# Want to know the price Norita 66



## bubbletea (Feb 11, 2010)

I own a Norita 66 kit : Body, 80mm F2, Prism Finder, Extension Tube(3)

I would maybe like to sell them, but I'm not sure what is the value of this... Some years ago, the system was quite easy to find... But now... This is kind of rare bird...

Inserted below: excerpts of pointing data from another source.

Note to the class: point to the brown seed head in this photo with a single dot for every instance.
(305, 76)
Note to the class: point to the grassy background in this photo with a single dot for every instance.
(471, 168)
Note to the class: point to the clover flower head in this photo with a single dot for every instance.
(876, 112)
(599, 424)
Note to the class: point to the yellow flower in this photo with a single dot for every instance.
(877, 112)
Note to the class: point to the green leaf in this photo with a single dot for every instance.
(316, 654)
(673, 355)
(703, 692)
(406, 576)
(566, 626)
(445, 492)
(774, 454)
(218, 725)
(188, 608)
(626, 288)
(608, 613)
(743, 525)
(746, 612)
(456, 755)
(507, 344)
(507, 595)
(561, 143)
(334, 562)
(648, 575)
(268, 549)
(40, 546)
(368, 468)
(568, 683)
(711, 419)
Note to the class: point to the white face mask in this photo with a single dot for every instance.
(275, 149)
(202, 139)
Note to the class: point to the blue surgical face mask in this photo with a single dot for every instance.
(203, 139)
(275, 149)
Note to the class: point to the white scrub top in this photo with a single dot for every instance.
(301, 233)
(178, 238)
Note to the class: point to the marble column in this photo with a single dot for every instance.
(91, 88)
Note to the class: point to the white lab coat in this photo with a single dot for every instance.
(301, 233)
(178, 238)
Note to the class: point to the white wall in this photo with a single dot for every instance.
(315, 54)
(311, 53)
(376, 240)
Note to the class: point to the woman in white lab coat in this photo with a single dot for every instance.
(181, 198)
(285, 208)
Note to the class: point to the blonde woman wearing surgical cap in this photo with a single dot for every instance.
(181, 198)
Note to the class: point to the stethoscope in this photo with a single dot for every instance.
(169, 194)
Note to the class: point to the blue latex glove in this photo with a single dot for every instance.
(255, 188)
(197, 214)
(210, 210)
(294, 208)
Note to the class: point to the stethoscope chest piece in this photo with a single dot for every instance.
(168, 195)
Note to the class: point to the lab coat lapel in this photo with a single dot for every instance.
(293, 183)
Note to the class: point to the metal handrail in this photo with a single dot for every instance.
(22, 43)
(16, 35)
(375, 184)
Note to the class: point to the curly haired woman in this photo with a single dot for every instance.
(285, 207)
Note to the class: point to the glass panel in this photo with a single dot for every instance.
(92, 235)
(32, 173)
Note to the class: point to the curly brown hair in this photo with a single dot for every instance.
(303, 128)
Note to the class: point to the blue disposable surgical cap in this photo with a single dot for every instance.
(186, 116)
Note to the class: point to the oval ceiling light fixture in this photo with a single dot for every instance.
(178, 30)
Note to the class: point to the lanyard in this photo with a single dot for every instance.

Especially with the super-duper 80mm F2 

The body has some brassing but the interior is very clean; shutter fire at all speed and seems acurate. The 80mm F2 seems very good, some dust..but the blade are beautiful. There is some haze inside that could be easily clean... The prism has some brassing as well but is very clean. The extension tube are very very clean...

So, that's it!

Thank for your advice. :hug::

I've been reading the forum for some time without writing anything


----------



## compur (Feb 11, 2010)

See:
eBay item 130361505480

And, welcome to the forum.


----------



## bubbletea (Feb 12, 2010)

Thank you 

I'm still not sure if I want to sell it, thought... That's a really great piece of junk :hugs:


----------



## compur (Feb 12, 2010)

I've always admired the Norita even though I've never owned or used one.
It seems very hand-holdable which is something I like with a medium format
camera.

I do use a Pentax 67 which is a very similar design and much easier to find
lenses and accessories.


----------



## Hamtastic (Mar 14, 2010)

bubbletea said:


> I'm still not sure if I want to sell it, thought... That's a really great piece of junk :hugs:



Exactly, although I feel I can call my Norita junk because it looks like it was dragged behind a car.  I wouldn't call a clean one junk.  The photos that came out of mine were every bit as nice as the ones that came out of my P67II or Hassy 500 c/m.  It's definitely the f/2 lens that's the special part.


----------



## compur (Mar 14, 2010)

Check this out:
norita 66 camera ( new in box ) - eBay (item 380214461215)


----------